9. Minimalism: A Documentary About the Important Things (2016)
What’s it about?: Known as The Minimalists, Joshua Fields Millburn and Ryan Nicodemus meet like-minded people across America during their book tour, laying out the impact that their new lifestyles have had on their personal happiness and wellbeing.
Why it could change lives: While you might not want to take things to the same extremes seen in this documentary, Minimalism will undoubtedly make you reconsider your approach to consumerism. Why keep buying things you don’t need when you can use that space to fill your life with the experiences and people you love instead? Watch here.
10. Fyre: The Greatest Party That Never Happened (2019)
What’s it about?: Thousands of guests were lured to the worst music festival of all time after bikini-clad supermodels posted about Fyre on social media. Chris Smith’s documentary takes us behind the scenes and follows creators Billy McFarland and rapper Ja Rule as their party starts to unravel.

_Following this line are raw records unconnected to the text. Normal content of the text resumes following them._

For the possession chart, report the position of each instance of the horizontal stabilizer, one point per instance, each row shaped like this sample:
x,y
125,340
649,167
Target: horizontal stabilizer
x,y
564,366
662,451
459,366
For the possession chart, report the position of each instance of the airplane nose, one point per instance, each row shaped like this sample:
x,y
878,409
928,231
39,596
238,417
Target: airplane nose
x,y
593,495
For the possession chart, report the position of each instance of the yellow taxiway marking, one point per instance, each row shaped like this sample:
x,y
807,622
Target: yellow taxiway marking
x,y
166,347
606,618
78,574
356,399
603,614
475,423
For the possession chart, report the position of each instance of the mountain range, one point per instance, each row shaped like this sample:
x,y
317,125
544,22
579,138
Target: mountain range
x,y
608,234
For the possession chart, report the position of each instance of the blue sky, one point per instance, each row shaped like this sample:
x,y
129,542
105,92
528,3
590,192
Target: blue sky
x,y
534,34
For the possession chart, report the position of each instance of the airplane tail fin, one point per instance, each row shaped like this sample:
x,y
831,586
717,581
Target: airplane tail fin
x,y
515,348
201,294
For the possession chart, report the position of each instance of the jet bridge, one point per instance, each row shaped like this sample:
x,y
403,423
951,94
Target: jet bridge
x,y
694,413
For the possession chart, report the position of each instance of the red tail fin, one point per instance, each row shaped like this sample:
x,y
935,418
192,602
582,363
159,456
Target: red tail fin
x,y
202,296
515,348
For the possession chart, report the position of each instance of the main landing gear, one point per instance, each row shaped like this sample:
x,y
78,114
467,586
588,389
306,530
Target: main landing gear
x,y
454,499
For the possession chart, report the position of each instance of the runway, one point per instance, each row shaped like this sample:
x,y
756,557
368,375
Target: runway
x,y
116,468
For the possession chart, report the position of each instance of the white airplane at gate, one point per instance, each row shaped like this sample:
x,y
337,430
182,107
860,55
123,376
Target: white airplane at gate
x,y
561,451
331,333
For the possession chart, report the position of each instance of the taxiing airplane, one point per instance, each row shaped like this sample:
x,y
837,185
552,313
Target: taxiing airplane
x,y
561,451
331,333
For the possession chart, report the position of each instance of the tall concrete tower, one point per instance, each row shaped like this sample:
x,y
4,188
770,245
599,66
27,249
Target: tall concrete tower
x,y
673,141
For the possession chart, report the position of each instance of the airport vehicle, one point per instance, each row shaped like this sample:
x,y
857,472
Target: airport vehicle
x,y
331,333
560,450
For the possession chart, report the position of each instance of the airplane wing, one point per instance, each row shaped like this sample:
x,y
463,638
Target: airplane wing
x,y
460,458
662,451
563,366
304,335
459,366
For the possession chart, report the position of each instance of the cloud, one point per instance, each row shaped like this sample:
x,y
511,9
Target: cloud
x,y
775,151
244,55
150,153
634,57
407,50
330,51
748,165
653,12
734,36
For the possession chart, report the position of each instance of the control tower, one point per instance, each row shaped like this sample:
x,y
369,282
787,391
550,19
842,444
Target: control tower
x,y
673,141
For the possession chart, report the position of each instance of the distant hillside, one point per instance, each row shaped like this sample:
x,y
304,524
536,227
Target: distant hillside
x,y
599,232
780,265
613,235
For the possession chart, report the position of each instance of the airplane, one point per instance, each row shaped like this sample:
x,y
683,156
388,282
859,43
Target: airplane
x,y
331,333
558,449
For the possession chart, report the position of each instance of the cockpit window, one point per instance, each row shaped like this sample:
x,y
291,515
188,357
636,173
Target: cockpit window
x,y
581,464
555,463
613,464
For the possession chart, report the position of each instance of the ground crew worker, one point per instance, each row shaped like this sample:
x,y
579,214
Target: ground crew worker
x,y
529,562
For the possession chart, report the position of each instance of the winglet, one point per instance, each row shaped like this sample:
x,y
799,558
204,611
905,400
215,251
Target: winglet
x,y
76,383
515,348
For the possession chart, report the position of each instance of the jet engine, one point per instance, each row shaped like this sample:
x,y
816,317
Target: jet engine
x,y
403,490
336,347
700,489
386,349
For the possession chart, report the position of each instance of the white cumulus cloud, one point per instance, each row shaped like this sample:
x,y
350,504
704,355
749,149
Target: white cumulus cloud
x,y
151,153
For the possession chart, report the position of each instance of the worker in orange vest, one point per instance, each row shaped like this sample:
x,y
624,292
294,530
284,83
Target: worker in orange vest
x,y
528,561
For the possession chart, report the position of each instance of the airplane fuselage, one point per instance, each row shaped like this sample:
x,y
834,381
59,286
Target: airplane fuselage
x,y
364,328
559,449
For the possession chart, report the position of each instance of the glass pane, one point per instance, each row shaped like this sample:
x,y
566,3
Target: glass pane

Why it could change lives: In an era of shallow excess, don’t believe everything you read on social media. It’s as simple as that. Watch here.
11. Tiger King: Murder, Mayhem and Madness (2020)
What’s it about?: The newly-released docu-series is all about Joe Exotic, a man who owned a zoo in rural Oklahoma. Exotic, real name Joseph Maldonado-Passage, is currently serving a 22-year sentence in federal prison, after commissioning the murder of his arch-nemesis, animal activist Carole Baskin. The controversial zoo owner was a polygamist who ran for President and Governor of Oklahoma and sang in home-made country music videos.
Why it could change lives: Once you get past Joe Exotic’s questionable character, you’ll see that Tiger King is about much more than its protagonist. The documentary digs deep into the private possession of exotic animals in the United States, and animal rights as a whole. Watch it here.
Emma Li also contributed to this story.